Marktbericht New York
Wall Street: Anleger fahren Gewinne ein

Die US-Börsen haben zum Ende der Woche nahezu unverändert geschlossen. Eine Warnung von Microsoft-Chef Steve Ballmer vor überzogenen Umsatzerwartungen beim neuen Betriebssystem Vista drückte die Stimmung der Anleger. Zudem belastete die Lage am US-Immobilienmarkt die Kurse.

HB NEW YORK. Die Nachricht über eine mögliche Allianz des Autobauers GM mit Chrysler verbreitete dagegen die Hoffnung auf verstärkte Übernahmeaktivitäten bei Unternehmen.

Der Dow-Jones-Index der Standardwerte schloss in New York 0,02 Prozent höher bei 12.767 Punkten, nachdem er sich im Handelsverlauf zwischen 12.744 und 12.769 Zählern bewegt hatte. Der breiter gefasste S&P-500-Index notierte 0,09 Prozent tiefer bei 1455 Punkten. Der Technologie-Index Nasdaq gab 0,03 Prozent auf 2496 Stellen nach. Damit ergibt sich im Wochenverlauf ein Plus von 1,5 Prozent beim Dow. Der S&P lag 1,2 Prozent und der Nasdaq-Index 1,5 Prozent höher.

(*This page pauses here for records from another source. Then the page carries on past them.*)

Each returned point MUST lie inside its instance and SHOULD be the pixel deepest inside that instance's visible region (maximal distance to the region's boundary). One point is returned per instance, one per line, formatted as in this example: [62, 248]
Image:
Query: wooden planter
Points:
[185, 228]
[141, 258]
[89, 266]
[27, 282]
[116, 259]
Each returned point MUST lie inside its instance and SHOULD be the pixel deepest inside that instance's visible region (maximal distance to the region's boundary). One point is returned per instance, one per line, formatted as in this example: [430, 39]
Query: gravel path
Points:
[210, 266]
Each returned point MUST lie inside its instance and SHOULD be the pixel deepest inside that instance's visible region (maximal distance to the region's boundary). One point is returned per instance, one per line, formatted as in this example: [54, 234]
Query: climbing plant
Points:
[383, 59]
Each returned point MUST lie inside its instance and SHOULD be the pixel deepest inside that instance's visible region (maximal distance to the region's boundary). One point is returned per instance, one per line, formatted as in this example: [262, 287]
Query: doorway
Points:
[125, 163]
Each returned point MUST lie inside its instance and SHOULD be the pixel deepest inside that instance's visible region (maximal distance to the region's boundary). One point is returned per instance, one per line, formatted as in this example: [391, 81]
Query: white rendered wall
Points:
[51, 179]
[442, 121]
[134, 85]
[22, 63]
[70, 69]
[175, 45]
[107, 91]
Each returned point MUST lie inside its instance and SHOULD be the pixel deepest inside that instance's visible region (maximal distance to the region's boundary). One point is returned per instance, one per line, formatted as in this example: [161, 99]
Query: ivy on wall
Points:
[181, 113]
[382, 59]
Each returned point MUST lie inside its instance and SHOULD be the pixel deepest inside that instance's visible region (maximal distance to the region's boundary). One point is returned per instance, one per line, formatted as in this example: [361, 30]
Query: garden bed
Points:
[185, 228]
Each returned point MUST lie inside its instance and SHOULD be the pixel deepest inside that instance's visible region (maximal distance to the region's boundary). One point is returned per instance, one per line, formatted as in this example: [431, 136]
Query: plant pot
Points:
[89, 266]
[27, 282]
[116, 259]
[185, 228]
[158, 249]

Der US-Immobilienmarkt hat sich zu Jahresbeginn überraschend deutlich verschlechtert. Die Zahl der Wohnbaubeginne sank im Januar um gut 14 Prozent auf 1,4 Millionen Häuser. Dies war das stärkste Minus seit Oktober und deutlich niedriger als vom Markt erwartet. Zudem verzeichnete der von Anlegern stark beachtete Michigan-Index im Februar überraschend einen Rückgang. Das bedeutet, dass das Vertrauen der US-Verbraucher in die Wirtschaft ihres Landes gesunken ist.

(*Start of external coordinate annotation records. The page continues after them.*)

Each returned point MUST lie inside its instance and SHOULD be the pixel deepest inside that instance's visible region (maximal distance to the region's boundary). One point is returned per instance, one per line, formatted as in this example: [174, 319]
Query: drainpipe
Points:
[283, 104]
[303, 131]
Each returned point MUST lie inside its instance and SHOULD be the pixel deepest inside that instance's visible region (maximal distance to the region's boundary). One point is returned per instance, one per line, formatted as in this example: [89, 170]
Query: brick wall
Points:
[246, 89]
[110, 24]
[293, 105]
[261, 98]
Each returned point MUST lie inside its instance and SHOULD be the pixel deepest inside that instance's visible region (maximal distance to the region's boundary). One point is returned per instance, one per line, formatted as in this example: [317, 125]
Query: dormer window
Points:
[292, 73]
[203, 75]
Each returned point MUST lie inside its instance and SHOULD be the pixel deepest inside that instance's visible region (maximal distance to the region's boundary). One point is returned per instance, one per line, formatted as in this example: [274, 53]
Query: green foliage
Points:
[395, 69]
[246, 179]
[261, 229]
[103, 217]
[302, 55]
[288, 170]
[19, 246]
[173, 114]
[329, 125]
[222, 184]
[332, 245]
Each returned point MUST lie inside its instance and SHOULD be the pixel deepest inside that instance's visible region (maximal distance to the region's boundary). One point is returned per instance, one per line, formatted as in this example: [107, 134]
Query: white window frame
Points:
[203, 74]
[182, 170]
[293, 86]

"Die heute veröffentlichten Zahlen waren generell unerwartet schwach, besonders enttäuschend waren aber die Immobiliendaten", sagte Steve Goldman von Weeden & Co. "Zudem sehen wir heute Gewinnmitnahmen, nachdem der Markt die vergangenen drei Tage nur zugelegt hat." Der Dow hatte am Donnerstag den zweiten Tag in Folge auf einem Rekordstand geschlossen.

Zu den Verlierern zählten die Microsoft-Aktien. Die am stärksten gehandelten Papiere des Nasdaq verbilligten sich um 2,4 Prozent auf 28,74 Dollar. Zuvor hatte Konzern-Chef Ballmer erklärt, einige der Analystenschätzungen für Windows Vista seien übermäßig aggressiv.

Kursverluste verzeichnete auch die Aktie des größten US-Reifenherstellers Goodyear: Sie fiel knapp ein Prozent auf 25,18 Dollar. Der Conti-Rivale hatte seinen Quartalsverlust wegen eines Streiks um etwa das siebenfache ausgeweitet.

Tiefer notierte auch die Aktie des weltgrößten Autobauers General Motors. Dieser führt Kreisen zufolge erste Gespräche über eine Übernahme des Rivalen Chrysler. GM-Aktien fielen 0,3 Prozent auf 36,34 Dollar.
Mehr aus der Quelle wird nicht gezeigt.